With nearly one-third of Americans owning a firearm, the United States ranks first in per capita gun ownership. According to Pew Research, protection is the most common reason for gun ownership. But is protection justification for owning a deadly weapon? And under what circumstances might violent self-defense be justified?
Today, the Catholic Church recognizes human dignity as a fundamental moral value and holds that directly causing the death of an innocent person is always wrong. In contrast, someone who intends to harm another person is, by definition, non-innocent. An attacker’s life does not enjoy comprehensive moral protection. If protecting innocent life were the single highest moral value, then using violence to protect lives would be morally acceptable and perhaps even morally required. However, other Christian values complicate this moral calculation.
Early Christians were not prone to thinking about self-defense as a moral dilemma. Their writings overwhelmingly oppose killing, full stop. Violent self-defense was simply indefensible. Forcefully resisting an attack involves violence and suggests that one values their own life above that of their neighbor (albeit an aggressive neighbor). Christ did not resist arrest, beating, or death, so why should his followers? The early Christians’ embrace of martyrdom can startle modern readers, but such was their confidence in eternal life with Christ as their highest good.
As time went on, Christianity gained social and political power and wrestled more profoundly with the relationship between faith and violence. While both personal and political pacifism remained options, Christianity increasingly accepted the use of force as a possible moral necessity. Thomas Aquinas acknowledged the value of the natural instinct to preserve one’s own life. He judged using necessary violence against an attacker morally justifiable, provided defense was truly the underlying motive.

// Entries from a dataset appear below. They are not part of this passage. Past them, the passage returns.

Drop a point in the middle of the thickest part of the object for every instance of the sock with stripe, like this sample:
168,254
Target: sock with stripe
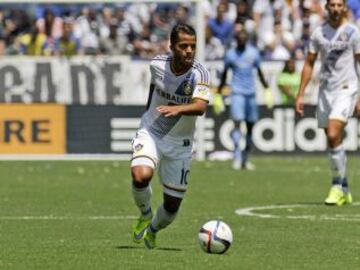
338,163
162,219
142,198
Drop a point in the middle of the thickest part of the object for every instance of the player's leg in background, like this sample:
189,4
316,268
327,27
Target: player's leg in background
236,136
237,113
252,115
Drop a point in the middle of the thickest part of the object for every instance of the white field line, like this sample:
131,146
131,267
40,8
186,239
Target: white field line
252,212
51,217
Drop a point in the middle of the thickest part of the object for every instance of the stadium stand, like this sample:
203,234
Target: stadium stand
279,28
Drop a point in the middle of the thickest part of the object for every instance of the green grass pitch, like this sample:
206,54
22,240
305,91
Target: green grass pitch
78,215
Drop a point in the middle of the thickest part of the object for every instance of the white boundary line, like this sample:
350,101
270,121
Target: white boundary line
251,212
46,157
67,217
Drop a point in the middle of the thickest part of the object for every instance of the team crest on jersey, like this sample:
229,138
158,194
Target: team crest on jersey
344,36
138,147
188,88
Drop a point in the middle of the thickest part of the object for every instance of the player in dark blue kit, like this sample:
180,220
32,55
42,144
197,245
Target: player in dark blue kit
243,60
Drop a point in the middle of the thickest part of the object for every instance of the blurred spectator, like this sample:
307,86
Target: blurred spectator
67,44
288,82
278,44
50,25
214,50
221,27
277,27
87,29
34,43
354,10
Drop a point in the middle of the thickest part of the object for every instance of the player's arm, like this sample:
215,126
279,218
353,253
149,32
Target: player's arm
357,107
305,79
223,79
197,107
151,91
262,78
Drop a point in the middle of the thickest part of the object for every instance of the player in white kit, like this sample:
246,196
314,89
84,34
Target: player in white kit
179,92
338,43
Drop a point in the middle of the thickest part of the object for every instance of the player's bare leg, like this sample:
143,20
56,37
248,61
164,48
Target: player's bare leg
339,193
165,215
142,192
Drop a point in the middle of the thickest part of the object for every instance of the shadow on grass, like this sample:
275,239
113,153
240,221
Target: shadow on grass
142,247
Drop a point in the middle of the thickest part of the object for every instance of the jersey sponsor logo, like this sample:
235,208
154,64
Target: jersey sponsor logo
174,98
188,88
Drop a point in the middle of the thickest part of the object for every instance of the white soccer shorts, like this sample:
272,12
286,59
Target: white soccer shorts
172,161
336,106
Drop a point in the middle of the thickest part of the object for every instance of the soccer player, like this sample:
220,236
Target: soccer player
338,43
243,107
179,91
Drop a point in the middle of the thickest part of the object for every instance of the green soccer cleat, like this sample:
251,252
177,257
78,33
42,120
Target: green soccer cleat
336,197
139,229
348,198
150,239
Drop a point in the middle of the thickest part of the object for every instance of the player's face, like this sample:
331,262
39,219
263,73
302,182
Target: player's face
184,49
242,38
336,9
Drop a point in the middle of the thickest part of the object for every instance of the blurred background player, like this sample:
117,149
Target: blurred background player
338,43
243,107
288,82
179,92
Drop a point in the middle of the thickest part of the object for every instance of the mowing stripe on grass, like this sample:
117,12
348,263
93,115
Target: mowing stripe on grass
252,212
66,217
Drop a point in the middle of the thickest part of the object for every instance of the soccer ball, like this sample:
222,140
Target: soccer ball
215,236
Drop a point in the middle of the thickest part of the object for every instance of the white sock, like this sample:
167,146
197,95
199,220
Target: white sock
162,219
338,162
142,198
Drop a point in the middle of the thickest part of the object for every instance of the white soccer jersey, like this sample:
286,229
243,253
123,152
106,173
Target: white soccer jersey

Aquinas’ qualification stems from a moral insight now known as the “principle of double effect.” This principle observes that single actions can have multiple outcomes. In the case of violent self-defense, these include harming an aggressor and defending innocent life. With lives at stake either way, the morality of the action comes down partially to intention. It is never right to kill when killing is the direct and intended outcome. However, if the act of protecting life also entails the taking of life as an unintended secondary effect, there are times when this may be justifiable.
Today, the church continues to utilize this line of reasoning in teaching that a Catholic may legitimately use deadly force to defend one’s own life or the lives of others. Yet Christians remain called to be peacemakers. Consequently, a Catholic may choose to permit or endure violence. Doing so could witness to the inherent value of all human life. Whatever the case, Christians are always called to uphold inherent human dignity.